Critique

Belphégor : HBO réveille un fantôme parisien avec élégance, mais sans grand frisson

11 décembre 2025
Par Sarah Dupont
"Belphégor", le 11 décembre 2025 sur HBO Max.
"Belphégor", le 11 décembre 2025 sur HBO Max. ©Pathé series/HBO Max/M6/Caroline Dubois

HBO Max accueille ce 11 décembre une nouvelle série bleu-blanc-rouge qui revisite un récit littéraire et audiovisuel bien connu. Belphégor livre quatre épisodes soignés et efficaces, sans pour autant proposer une enquête très palpitante ou singulière.

Un siècle après l’écriture du roman policier d’Arthur Bernède, Belphégor, le célèbre fantôme du Louvre, renaît sous la caméra d’une nouvelle génération. Série littéraire initialement publiée en 1927, plusieurs fois adaptée au cinéma et à la télévision, la figure masquée hante de nouveau les couloirs du musée le plus célèbre du monde grâce à une mini-série HBO signée Nils-Antoine Sambuc, Thomas Mansuy et Jérémy Mainguy.

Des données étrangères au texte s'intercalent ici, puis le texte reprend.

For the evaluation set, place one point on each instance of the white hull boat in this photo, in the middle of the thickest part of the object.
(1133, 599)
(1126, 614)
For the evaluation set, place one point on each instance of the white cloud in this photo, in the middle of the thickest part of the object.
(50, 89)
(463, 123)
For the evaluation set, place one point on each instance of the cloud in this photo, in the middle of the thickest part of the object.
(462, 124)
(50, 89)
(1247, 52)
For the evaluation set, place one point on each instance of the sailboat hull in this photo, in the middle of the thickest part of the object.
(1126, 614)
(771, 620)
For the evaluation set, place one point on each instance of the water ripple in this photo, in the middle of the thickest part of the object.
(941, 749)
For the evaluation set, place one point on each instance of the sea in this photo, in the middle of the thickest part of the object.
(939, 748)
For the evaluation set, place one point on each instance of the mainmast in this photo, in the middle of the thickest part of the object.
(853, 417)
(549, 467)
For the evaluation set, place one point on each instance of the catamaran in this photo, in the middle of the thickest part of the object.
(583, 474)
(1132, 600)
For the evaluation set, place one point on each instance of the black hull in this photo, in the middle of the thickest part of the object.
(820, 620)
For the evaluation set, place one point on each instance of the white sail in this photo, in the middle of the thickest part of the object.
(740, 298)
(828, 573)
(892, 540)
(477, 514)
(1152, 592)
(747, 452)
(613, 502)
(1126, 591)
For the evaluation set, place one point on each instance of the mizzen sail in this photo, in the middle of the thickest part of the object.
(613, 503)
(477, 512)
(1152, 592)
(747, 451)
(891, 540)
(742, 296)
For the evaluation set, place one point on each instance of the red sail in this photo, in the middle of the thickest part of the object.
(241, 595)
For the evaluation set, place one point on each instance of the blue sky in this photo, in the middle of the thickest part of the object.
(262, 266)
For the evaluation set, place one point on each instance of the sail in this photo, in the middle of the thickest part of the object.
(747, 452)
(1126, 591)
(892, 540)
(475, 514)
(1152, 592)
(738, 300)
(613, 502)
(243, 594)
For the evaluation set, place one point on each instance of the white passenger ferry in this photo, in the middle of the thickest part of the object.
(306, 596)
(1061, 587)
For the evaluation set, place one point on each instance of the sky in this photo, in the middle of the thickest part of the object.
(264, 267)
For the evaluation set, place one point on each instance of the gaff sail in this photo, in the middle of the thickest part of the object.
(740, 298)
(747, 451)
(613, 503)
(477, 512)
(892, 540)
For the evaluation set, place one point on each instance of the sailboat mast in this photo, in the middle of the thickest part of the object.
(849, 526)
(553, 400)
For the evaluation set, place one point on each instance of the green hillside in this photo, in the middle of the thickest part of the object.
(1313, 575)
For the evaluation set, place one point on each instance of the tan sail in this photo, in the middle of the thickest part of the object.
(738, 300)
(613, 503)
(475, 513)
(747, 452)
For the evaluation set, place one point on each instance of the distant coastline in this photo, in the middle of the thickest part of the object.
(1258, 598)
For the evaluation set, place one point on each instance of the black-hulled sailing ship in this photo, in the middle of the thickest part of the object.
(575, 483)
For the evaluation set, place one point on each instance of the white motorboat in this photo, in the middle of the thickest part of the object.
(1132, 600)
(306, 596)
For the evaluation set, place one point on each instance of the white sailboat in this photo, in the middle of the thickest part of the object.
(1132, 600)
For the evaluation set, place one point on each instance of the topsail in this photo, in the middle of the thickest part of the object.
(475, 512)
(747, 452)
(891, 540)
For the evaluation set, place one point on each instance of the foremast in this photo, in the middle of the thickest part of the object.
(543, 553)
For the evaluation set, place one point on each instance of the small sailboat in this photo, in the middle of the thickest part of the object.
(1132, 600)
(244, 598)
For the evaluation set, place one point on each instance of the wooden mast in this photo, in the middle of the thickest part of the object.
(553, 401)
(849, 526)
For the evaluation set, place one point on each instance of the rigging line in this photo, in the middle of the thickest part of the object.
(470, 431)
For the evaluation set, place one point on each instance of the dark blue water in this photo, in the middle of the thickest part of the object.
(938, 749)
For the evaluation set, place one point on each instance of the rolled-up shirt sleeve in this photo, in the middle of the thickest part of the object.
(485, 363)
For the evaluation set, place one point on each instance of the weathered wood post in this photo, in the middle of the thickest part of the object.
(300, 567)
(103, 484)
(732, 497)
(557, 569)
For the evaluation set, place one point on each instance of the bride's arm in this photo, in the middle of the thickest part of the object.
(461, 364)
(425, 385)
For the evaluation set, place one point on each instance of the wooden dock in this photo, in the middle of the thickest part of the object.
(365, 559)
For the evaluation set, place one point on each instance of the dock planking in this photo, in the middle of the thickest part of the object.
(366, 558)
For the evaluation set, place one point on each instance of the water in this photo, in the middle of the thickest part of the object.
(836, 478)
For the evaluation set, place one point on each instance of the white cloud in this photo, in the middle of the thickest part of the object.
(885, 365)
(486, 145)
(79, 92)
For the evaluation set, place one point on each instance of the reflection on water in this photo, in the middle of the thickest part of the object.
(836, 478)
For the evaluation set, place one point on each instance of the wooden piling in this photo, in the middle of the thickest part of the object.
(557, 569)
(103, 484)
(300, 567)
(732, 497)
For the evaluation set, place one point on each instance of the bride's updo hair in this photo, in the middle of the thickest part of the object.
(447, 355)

Avec Shirine Boutella en tête d’affiche, cette relecture contemporaine rallume un mythe aux multiples métamorphoses, mêlant patrimoine, fantastique et fascination très française pour les mystères parisiens, même si elle n’en exploite pas toutes les promesses.

Héritage d’un classique

Voilà des décennies que cette figure mythologique, entre divinité et démon, inspire l’audiovisuel hexagonal. Le premier jalon remonte à 1927, lorsque Henri Desfontaines réalise un feuilleton cinématographique expressionniste, fidèle à l’ouvrage. Dans un noir et blanc très théâtral, le Louvre sert déjà de scène à un récit mêlant enquête et épouvante.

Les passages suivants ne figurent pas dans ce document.